— Будь я мужчиной, возможно, так бы оно и было.
31. Позже, ночью. Одиссей и Евриклея.
— Выходит, ты меня обманывала?
— Я думаю, Одиссей, что обманывать может только тот, кто чувствует себя виноватым. Впрочем, не говорила ли я тебе недавно, что я женщина со странностями?
— Ты права, хотя в правоте этой для тебя мало веселого. Ты связываешь свою судьбу с юнцом и, когда он чуточку повзрослеет, ты уже будешь старой женщиной.
— Ты пригляделся к его глазам?
— Они показались мне чистыми и невинными, хотя он немного косит.
— В их ясности я вижу смерть. А слегка косящий взгляд — так ведь такой же и у Ноемона.
Лишь после долгого молчания Одиссей, наконец, спросил:
— И в глазах Евмея ты тоже видела смерть?
— Увидела сразу же, как только в первый раз пришла навестить больного.
— А в моих глазах что ты видишь?
— Огонек светильника слишком тусклый, я не могу хорошо разглядеть твоих глаз, Одиссей.
— Ты их видишь днем.
— Но они чересчур изменчивы, чтобы я могла уловить то, что таится в их глубине. Да ты напрасно считаешь меня волшебницей. Скорее бы Тиресий, блуждающий по царству теней, мог тебе что-то об этом сказать. Думаю, Цирцея тебе поможет, как прежде.
— Я знаю лишь, что мне суждено умереть на суше, что смерть придет ко мне не на море.
— Стало быть, могила у тебя будет достойная.
— Да только — на какой суше?
— Любая будет прославлена тобой.
И опять после долгой паузы:
— Так ты полагаешь, что твой будущий муж долго не проживет?
— Я хотела бы ошибиться.
— А если?
— Сегодня я его люблю, потому что вижу в нем олимпийского победителя.
— Ну конечно, если он такой замечательный бегун, как вы говорите, почему бы ему не завоевать лавровый венок?

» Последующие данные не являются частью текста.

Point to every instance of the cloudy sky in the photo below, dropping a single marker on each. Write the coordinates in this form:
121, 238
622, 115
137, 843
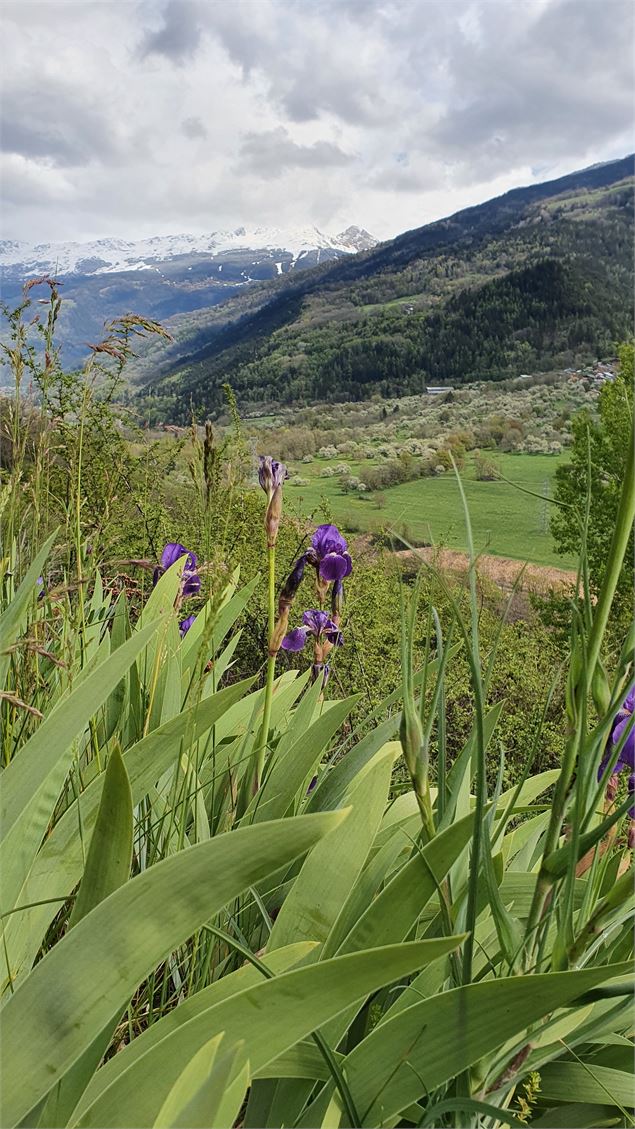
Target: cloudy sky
137, 117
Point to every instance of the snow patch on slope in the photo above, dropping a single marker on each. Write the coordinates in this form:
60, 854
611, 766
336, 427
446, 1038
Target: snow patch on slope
110, 256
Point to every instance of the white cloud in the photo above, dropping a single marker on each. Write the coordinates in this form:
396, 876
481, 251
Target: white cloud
136, 117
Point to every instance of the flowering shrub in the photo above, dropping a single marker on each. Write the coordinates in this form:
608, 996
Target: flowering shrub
217, 911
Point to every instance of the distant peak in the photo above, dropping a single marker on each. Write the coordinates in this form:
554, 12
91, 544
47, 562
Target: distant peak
356, 237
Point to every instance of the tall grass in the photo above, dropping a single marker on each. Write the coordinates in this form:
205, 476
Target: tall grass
215, 912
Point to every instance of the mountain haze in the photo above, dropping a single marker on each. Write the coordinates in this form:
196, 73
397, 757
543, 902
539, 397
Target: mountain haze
166, 274
537, 278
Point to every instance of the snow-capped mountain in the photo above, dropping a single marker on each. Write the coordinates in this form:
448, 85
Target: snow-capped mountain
165, 276
116, 256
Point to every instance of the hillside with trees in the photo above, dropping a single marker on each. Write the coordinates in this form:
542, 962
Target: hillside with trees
539, 278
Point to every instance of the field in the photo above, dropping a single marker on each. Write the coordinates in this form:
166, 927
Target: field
506, 522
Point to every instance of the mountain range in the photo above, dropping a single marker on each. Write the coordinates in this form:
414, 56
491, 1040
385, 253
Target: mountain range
163, 276
536, 279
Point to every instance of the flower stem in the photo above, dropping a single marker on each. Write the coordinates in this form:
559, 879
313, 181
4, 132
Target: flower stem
270, 671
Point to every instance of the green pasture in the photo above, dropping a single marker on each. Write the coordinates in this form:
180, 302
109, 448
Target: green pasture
506, 522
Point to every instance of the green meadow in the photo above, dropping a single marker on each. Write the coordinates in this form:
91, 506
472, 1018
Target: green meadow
507, 521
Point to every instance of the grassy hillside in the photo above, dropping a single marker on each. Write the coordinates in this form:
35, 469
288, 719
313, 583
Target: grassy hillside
537, 278
506, 522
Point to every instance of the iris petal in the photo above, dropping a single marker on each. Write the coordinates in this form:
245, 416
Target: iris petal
335, 566
328, 539
315, 621
295, 639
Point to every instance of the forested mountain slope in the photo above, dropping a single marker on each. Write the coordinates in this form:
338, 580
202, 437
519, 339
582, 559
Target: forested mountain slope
537, 278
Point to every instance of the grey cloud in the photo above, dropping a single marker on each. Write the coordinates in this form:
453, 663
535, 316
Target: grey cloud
193, 128
527, 93
181, 33
48, 121
272, 152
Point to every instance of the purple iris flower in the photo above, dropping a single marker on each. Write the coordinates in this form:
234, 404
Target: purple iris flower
173, 552
626, 758
270, 473
315, 623
329, 553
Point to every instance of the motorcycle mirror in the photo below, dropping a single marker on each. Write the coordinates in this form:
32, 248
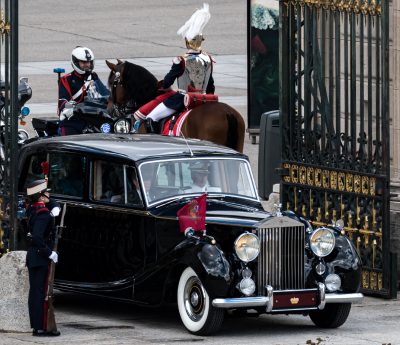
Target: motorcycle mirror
25, 111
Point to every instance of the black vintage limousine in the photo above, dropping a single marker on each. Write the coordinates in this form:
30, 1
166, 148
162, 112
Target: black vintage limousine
122, 238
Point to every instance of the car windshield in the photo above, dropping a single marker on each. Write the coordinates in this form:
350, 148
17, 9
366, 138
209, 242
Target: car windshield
167, 179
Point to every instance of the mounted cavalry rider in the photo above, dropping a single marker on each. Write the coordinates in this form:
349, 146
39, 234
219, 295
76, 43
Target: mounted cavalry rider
73, 88
193, 72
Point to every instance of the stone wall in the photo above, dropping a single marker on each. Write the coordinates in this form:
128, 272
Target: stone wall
394, 94
14, 288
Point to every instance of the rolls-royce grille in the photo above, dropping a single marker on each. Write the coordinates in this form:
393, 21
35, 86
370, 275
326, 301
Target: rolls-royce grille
281, 258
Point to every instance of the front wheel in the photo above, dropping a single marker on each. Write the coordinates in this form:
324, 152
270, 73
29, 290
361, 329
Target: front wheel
332, 316
195, 309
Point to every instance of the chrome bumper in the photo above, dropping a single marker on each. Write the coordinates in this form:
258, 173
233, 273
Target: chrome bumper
268, 301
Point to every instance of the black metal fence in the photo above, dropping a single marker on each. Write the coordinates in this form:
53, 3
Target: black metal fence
335, 123
8, 122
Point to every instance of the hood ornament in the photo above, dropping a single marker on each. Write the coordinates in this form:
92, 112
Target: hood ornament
277, 211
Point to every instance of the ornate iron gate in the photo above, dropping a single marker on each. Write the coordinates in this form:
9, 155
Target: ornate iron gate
8, 122
335, 122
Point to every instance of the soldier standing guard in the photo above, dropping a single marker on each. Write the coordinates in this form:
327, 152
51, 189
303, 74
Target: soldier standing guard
41, 239
193, 72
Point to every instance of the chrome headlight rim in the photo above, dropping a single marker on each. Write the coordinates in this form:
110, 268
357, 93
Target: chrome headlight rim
122, 126
243, 251
322, 242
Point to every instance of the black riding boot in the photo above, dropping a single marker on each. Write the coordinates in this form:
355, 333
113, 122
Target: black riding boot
151, 126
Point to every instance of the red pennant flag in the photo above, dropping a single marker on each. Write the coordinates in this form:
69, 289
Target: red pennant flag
193, 214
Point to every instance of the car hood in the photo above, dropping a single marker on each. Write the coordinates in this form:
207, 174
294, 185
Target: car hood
219, 211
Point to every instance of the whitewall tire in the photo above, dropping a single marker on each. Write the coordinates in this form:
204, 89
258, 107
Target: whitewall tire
194, 305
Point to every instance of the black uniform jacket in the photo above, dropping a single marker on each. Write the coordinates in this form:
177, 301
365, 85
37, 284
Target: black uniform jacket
42, 237
176, 101
71, 83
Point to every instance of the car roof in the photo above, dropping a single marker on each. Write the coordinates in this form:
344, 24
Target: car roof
135, 146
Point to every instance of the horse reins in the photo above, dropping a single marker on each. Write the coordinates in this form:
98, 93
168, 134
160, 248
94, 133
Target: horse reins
124, 109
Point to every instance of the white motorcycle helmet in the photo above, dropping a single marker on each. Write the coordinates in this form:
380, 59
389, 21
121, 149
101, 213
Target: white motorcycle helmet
82, 54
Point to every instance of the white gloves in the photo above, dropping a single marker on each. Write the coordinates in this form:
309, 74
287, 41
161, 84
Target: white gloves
53, 256
66, 113
55, 211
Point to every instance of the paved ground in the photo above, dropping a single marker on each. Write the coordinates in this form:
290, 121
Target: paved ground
145, 33
92, 322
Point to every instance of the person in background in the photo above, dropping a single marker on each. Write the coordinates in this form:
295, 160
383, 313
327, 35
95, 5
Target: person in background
73, 88
41, 241
192, 70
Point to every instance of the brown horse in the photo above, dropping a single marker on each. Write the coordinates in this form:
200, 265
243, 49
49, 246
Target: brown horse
132, 86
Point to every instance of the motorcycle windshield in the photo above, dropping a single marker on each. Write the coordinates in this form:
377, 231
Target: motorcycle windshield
97, 90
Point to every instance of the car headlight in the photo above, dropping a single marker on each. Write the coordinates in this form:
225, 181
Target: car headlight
322, 242
247, 247
122, 126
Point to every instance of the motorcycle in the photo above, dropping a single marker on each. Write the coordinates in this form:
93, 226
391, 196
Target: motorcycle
24, 95
92, 111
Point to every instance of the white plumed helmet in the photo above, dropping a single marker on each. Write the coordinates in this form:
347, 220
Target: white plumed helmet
192, 30
82, 54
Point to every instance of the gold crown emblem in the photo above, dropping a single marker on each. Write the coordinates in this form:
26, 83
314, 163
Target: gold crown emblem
294, 300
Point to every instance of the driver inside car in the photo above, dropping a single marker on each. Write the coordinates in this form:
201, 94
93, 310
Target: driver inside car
199, 172
73, 88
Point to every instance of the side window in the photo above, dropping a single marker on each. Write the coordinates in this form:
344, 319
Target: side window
66, 174
32, 170
133, 195
116, 183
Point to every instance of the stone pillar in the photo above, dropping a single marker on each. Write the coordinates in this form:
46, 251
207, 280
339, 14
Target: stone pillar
394, 99
14, 287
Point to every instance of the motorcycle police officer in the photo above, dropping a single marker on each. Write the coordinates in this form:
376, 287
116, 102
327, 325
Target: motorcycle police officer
73, 88
41, 240
193, 72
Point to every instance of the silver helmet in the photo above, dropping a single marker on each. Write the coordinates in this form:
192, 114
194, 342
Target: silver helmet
82, 54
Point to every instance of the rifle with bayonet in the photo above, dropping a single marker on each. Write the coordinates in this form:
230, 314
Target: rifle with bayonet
50, 321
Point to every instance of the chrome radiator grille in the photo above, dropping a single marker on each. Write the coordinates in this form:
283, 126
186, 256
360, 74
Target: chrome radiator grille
281, 259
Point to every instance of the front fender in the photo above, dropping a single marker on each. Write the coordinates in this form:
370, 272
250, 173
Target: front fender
209, 263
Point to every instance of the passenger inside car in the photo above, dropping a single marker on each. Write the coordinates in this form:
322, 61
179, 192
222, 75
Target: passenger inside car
72, 182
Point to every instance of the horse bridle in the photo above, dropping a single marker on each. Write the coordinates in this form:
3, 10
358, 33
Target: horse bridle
120, 109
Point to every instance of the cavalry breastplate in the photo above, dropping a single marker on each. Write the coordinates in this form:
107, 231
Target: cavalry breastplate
197, 72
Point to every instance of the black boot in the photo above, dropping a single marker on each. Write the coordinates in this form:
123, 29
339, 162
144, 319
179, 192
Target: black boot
151, 126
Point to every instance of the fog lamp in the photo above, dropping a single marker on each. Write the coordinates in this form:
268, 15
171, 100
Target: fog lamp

Евриклея коротко рассмеялась.
— Не слишком ли прыток он будет и на твоем ложе?
— Поверь, он в этом деле на диво искусен.
— Охотно верю, ты — арена с большим опытом. И надеюсь, еще не один атлет по ней побегает.
— Почему ты говоришь это с оттенком досады, даже презрения? Разве сам ты мало побегал, как ты выразился, по этой арене? Знаю, ты тоскуешь по чародейке Цирцее, ну что ж, скоро отыщешь и ее и ее ложе.
— Когда ты себе взяла этого мальчика?
— Однажды он шел к тебе за приказаниями, а я уже знала, что ты собираешься уехать. Вот и сказала ему, чтобы он, исполнив твое распоряжение, заглянул ко мне.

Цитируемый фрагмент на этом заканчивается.